Enhancements for tpu-client-next #2991

KirillLykov · 2024-09-26T11:11:44Z

Problem

Tpu-client-next is introduced in #2905
This issue is to track features requests.

Proposed by me:

Add fanout to send to next 2 leaders add fanout to tpu-client-next #3478
Add option to send with several identities to increase used bandwidth.

Proposed by @godmodegalactus:

Order transactions to send according to their priority fees. Currently, priority fee is not taken into consideration. This might be an interesting feature for users.
Use timestamp per transaction, not per batch. Because typically transactions are not generated in batches at one moment in time as you do in the bmk code.
Change mechanism of age check for transactions

Proposed by Alesssandro:

ConnectionWorker:run should return Result.

with the API as it is now, it's impossible to tell whether ConnectionWorker::run()
succeeded or failed (other than looking at stats, which is not a good API).
I think that run() should probably return Result, and whenever there's a fatal
un-retriable error it should return the actual error.
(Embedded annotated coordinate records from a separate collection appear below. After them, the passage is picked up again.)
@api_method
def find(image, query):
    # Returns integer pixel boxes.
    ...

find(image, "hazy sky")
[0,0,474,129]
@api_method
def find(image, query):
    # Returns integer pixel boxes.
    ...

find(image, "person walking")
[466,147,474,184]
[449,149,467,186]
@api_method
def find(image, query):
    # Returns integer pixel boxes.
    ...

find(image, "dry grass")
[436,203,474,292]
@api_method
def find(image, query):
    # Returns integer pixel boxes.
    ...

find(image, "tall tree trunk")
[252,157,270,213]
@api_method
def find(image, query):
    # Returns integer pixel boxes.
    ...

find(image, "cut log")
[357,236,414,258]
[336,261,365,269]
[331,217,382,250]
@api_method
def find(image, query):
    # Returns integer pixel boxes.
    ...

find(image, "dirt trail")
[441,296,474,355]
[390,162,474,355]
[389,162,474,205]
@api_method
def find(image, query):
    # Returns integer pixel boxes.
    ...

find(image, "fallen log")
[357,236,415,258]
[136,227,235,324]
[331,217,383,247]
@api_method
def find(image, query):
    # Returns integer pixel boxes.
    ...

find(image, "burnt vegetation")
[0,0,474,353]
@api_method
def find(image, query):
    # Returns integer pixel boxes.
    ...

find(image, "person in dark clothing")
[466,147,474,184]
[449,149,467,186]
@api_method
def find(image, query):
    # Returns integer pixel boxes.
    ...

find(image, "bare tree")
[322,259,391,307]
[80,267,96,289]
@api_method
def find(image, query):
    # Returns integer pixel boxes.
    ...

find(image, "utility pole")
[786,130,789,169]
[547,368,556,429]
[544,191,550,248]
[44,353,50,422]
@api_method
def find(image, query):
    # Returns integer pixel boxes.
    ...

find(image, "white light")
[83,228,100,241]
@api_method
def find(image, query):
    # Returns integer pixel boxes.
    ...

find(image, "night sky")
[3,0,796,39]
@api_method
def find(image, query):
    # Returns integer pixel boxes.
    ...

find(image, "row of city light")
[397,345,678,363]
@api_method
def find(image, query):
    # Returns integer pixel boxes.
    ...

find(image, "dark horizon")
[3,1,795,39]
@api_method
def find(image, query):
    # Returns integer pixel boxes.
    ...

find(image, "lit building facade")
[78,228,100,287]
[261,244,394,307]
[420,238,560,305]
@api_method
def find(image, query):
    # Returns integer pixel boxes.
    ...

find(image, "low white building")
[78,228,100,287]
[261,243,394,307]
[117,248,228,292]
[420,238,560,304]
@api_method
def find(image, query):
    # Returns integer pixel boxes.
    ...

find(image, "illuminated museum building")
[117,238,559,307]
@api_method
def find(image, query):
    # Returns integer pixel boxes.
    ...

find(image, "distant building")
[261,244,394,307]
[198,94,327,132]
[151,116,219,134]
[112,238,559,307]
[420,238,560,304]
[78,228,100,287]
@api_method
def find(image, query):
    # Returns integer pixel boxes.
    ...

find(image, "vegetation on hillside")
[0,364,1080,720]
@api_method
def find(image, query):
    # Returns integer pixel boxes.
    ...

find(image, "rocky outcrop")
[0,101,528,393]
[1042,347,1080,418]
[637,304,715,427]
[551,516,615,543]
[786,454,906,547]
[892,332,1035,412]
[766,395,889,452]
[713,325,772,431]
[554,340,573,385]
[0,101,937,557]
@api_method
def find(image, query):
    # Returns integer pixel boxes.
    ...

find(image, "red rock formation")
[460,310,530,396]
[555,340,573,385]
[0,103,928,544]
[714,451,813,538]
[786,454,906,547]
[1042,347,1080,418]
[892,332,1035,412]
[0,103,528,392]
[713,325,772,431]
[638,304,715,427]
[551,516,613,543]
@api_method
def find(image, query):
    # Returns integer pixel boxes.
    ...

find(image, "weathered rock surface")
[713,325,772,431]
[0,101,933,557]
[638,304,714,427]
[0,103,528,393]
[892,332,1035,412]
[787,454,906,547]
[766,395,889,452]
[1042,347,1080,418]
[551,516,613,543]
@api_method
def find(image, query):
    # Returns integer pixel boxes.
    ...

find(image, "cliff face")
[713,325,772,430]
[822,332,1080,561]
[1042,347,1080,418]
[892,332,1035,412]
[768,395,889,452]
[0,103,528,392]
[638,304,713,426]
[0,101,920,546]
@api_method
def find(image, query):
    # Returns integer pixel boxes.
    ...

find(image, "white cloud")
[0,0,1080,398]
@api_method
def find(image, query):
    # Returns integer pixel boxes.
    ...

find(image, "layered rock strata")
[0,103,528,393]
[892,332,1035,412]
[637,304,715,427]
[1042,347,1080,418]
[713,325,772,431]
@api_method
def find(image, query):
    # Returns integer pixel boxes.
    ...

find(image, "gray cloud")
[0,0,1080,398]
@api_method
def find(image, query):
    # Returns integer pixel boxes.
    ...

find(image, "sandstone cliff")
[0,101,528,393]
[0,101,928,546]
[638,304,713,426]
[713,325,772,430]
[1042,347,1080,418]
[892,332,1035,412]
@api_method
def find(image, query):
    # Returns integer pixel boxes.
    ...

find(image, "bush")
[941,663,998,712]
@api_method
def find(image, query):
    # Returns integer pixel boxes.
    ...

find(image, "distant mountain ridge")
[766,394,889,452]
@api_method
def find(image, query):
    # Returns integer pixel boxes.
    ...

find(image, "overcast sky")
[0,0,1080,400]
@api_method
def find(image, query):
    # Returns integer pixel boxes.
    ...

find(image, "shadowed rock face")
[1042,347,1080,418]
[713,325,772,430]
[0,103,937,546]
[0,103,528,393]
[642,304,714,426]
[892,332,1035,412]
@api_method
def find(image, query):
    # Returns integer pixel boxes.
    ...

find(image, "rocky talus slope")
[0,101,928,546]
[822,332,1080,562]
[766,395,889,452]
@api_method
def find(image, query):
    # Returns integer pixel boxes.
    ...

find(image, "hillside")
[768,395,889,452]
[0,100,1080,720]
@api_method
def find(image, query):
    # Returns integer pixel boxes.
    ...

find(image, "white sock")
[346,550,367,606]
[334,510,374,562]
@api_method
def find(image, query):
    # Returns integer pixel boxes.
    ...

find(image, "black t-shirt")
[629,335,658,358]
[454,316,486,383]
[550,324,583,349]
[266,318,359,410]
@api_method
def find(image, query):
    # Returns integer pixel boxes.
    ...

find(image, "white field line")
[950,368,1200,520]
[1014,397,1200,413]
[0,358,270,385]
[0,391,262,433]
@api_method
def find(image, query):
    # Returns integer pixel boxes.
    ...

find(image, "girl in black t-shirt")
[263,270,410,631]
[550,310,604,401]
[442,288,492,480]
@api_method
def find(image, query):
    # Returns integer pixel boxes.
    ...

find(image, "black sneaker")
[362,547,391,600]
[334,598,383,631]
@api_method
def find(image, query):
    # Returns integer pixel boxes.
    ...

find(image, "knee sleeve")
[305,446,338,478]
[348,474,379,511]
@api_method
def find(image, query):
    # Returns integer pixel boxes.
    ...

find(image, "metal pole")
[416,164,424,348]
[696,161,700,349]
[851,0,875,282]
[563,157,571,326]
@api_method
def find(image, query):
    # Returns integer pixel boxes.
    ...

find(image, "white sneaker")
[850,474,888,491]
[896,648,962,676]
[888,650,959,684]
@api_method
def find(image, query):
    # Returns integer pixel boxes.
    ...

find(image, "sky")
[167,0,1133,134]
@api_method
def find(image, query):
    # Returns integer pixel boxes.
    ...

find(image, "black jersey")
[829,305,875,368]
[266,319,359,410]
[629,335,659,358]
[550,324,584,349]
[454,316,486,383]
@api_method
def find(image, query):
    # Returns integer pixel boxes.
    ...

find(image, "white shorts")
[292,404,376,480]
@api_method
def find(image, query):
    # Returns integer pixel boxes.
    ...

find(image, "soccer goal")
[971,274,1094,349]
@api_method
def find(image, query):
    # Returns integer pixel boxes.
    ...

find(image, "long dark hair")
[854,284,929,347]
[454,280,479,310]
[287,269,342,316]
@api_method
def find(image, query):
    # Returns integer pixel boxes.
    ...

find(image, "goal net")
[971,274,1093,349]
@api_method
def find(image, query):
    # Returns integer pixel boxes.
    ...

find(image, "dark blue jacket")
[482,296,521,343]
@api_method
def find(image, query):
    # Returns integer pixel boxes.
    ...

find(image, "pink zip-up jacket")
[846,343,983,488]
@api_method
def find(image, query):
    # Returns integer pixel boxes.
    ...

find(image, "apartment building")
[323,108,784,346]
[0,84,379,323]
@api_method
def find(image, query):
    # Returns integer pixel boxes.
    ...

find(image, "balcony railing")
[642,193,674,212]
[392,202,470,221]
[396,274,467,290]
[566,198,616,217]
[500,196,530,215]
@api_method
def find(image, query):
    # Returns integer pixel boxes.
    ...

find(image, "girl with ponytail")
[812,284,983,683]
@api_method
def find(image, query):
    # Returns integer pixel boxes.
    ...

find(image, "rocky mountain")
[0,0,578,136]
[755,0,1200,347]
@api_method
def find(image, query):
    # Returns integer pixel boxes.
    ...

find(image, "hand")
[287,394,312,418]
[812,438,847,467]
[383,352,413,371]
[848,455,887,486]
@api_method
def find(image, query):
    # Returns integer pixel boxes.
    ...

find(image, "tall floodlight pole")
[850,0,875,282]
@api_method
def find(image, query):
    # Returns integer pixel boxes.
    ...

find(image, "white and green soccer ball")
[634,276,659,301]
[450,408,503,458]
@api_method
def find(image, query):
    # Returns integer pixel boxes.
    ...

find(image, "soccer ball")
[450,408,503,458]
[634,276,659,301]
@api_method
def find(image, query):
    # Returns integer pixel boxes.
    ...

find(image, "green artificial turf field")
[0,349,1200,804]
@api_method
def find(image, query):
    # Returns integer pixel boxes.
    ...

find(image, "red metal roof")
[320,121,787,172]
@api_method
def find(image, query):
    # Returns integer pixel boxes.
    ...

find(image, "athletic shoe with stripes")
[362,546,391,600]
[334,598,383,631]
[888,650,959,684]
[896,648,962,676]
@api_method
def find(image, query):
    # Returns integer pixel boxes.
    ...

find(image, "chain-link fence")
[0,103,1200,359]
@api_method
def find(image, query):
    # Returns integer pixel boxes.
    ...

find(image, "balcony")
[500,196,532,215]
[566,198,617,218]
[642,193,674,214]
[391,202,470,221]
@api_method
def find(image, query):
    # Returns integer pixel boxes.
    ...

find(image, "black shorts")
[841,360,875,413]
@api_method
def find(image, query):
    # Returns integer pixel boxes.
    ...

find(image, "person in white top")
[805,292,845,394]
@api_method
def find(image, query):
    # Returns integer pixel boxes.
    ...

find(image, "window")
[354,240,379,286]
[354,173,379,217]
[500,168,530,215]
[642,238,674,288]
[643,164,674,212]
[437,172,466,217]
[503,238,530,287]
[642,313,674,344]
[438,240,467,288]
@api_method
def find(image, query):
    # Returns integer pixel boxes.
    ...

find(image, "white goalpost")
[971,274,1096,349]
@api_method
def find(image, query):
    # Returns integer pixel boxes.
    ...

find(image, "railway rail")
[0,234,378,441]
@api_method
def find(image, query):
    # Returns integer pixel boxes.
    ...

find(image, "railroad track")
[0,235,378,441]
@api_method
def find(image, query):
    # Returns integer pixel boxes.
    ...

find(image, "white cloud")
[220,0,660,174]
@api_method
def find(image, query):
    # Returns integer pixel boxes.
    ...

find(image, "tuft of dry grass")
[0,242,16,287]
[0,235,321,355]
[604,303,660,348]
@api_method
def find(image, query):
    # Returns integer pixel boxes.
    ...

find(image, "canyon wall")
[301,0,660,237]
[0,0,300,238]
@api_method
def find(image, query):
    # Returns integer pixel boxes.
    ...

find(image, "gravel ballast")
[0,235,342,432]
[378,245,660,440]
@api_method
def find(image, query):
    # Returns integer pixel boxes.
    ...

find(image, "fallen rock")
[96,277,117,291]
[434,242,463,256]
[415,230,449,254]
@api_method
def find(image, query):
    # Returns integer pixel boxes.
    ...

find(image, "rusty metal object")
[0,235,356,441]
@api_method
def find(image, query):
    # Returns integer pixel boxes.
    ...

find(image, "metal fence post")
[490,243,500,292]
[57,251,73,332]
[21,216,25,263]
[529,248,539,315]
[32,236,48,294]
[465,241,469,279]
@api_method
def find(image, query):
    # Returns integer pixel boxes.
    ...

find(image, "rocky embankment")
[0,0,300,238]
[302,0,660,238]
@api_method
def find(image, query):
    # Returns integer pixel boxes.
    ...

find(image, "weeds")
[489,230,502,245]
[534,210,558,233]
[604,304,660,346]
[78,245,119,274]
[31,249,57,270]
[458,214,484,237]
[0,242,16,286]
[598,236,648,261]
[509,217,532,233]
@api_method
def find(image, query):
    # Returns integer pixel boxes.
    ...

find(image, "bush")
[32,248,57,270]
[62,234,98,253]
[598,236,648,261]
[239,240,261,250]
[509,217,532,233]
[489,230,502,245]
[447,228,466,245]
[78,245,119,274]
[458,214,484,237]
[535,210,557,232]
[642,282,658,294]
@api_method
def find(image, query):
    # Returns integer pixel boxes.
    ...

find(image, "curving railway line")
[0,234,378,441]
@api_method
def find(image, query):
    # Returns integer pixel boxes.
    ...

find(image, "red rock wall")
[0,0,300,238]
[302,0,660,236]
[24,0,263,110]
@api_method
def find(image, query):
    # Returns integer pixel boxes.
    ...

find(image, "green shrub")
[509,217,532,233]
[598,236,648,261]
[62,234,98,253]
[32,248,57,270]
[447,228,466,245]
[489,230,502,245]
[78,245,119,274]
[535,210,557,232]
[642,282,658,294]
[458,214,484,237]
Improve connect to leaders

The way you connect to the leaders can be
improved. I think as part of setup you should connect to all the leaders, then
this case !workers.contains(current_leader) or
worker_for_leader.is_disconnected() should print an error!() - it should never
happen outside of initial setup, and if it happens something is seriously borked
and is going to impact perf, so should be visible in logs

Shutdown in background task:

I think you should shutdown in a background task, so as not to impact the send
path at all. But these stats currently preclude you from doing so, since you
need to modify self.send_stats_per_addr. Maybe these stats should just be held
in the background task, and you send them over to the scheduler or something.
#3478

Are Quic client parameters optimal?

Having max idle only 2 * KEEP_ALIVE strikes me as wrong in case there's packet
loss. This is something we should measure.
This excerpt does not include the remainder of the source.